The Huaorani tribe’s method of preparation is to combine young bark of “curare-vine” with crushed roots and stems, and mix them with snake venom. The mixture is boiled in water for about 48 hours, then strained and evaporated to become a dark, heavy, viscid paste. Potency is tested by counting the number of leaps a frog takes after being pricked with the substance. Tribe members tip darts with curare and fire through blowguns made of iron tree. Death for mammals like tapirs and monkeys takes up to 20 minutes. I figured a man is 3-4 times the size of an Amazonian monkey, so an hour or more for death.
Curare has no effect if ingested so the meat of an animal killed by curare does not become poisonous, and it has no effect on its flavor.
The flying death
Tales of the mysterious ‘flying death’ were brought home to the Old World by Spanish conquistadors. Peter Martyr d’Anghera, a chronicler in the Court of King Ferdinand and Queen Isabella, first wrote of the poisoned arrows in his book De Orbe Novo, a collection of letters written in 1516. This was a blend of fact and fantasy that contributed to the mystique of curare and drew many men in its quest, some to their deaths.
In 1594, Sir Walter Raleigh visited Venezuela, and his book Discovery of the Large, Rich and Beautiful Empire of Guiana mentions the poisoned arrows. One of his lieutenants called the poison ‘ourari.’
Apply the anaesthetic
Jump ahead to the wonderful nineteenth century. In 1804 Charles Waterton, an eccentric explorer, left the family seat Walton Hall in Yorkshire to manage the sugar estates owned by his family in Demerara, South America. He obtained several samples of wourali from a native tribe and tried it out on large animals.
During 1811–1812 Sir Benjamin Collins Brody showed that curare does not kill an animal and the recovery is complete if the animal’s respiration is maintained artificially. This suggested that curare might be useful as an anaesthetic.
Claude Bernard published the details of his experiments on frogs in 1846. He showed that curare injected into a limb prevented the muscle contraction in response to nerve stimulation; the muscle continued to respond when stimulated directly.
In 1946 Frederick Prescott found himself on a table, unable to move. He was completely paralyzed. Two minutes prior he was intravenously injected with 30 mg of d-tubocurarine, and now he was in trouble. He could not open his eyes, speak, or even swallow, and no one in the room was aware of his distress. Another minute ticked by, and his breathing became rapid and shallow. Another minute, and he was terrified. He gasped for breath as his airway filled with mucus. Just as he lost consciousness, his colleagues started artificial respiration and manual compression. It took seven minutes for him to start breathing on his own, and another thirty to regain use of his body. Six hours later, he was right as rain, save for tightness in his chest that persisted for several days.

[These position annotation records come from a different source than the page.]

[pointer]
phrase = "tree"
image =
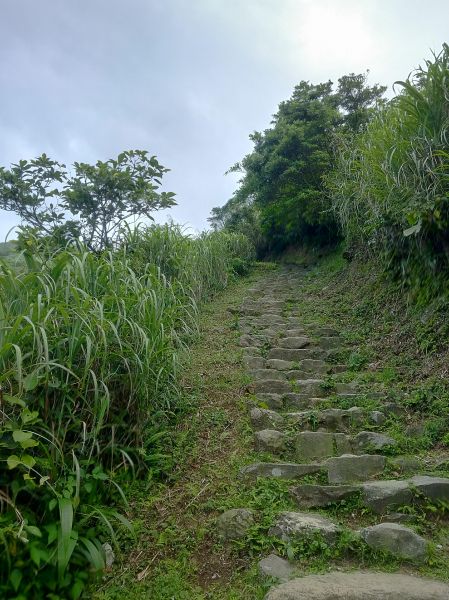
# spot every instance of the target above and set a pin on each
(283, 177)
(93, 204)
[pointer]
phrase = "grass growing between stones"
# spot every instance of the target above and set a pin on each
(391, 347)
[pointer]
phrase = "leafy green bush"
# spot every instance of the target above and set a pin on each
(90, 348)
(390, 189)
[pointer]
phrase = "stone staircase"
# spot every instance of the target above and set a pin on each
(306, 423)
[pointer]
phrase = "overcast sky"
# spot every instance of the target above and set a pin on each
(187, 80)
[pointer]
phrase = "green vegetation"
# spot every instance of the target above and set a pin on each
(91, 347)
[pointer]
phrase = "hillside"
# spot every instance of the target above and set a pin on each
(295, 366)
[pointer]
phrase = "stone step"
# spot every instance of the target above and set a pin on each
(329, 419)
(311, 445)
(380, 496)
(280, 470)
(360, 585)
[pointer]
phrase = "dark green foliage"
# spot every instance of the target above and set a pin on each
(390, 186)
(281, 193)
(99, 198)
(90, 349)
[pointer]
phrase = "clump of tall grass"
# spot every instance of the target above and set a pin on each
(90, 349)
(390, 188)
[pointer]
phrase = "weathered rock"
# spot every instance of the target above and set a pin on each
(371, 440)
(310, 388)
(350, 467)
(280, 365)
(346, 388)
(343, 444)
(377, 417)
(273, 401)
(329, 343)
(252, 341)
(405, 464)
(270, 440)
(294, 343)
(271, 386)
(261, 418)
(276, 567)
(400, 541)
(279, 470)
(312, 365)
(434, 488)
(268, 374)
(310, 445)
(392, 408)
(233, 524)
(360, 586)
(297, 526)
(312, 496)
(289, 354)
(383, 496)
(254, 362)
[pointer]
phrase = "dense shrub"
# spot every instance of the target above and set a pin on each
(390, 188)
(90, 347)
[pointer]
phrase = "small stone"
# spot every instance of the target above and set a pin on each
(370, 440)
(272, 386)
(405, 464)
(273, 401)
(269, 440)
(350, 467)
(314, 444)
(294, 343)
(279, 470)
(298, 526)
(254, 362)
(280, 365)
(381, 496)
(310, 388)
(396, 539)
(276, 567)
(313, 496)
(392, 408)
(268, 374)
(377, 417)
(262, 418)
(434, 488)
(234, 524)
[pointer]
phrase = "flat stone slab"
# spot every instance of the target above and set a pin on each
(310, 388)
(382, 496)
(268, 374)
(273, 401)
(280, 365)
(350, 468)
(281, 470)
(298, 526)
(262, 418)
(371, 440)
(360, 586)
(270, 440)
(276, 567)
(310, 495)
(289, 354)
(272, 386)
(396, 539)
(295, 343)
(314, 444)
(233, 524)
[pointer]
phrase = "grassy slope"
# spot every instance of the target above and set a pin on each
(399, 349)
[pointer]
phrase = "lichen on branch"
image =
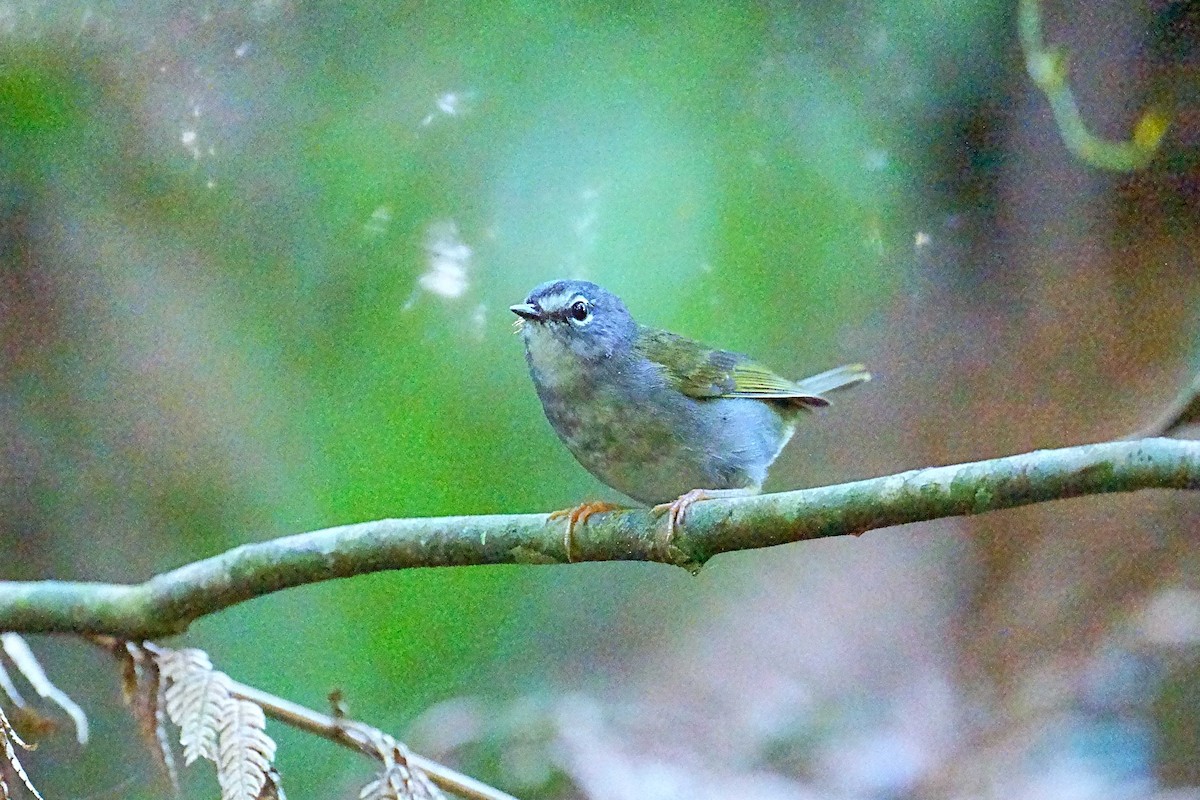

You have to love those Victorian scientists. “Hm,” thought Frederick Prescott. “What do you suppose this stuff really feels like?” Then he injects himself without further ado; fortunately, in the presence of his quick-witted colleagues.
Rhagavendra, Thankdla. 2002. “Neuromuscular blocking drugs: Discovery and development,” Journal of the Royal Society of Medicine, 2002 Jul; 95(7): 363–367.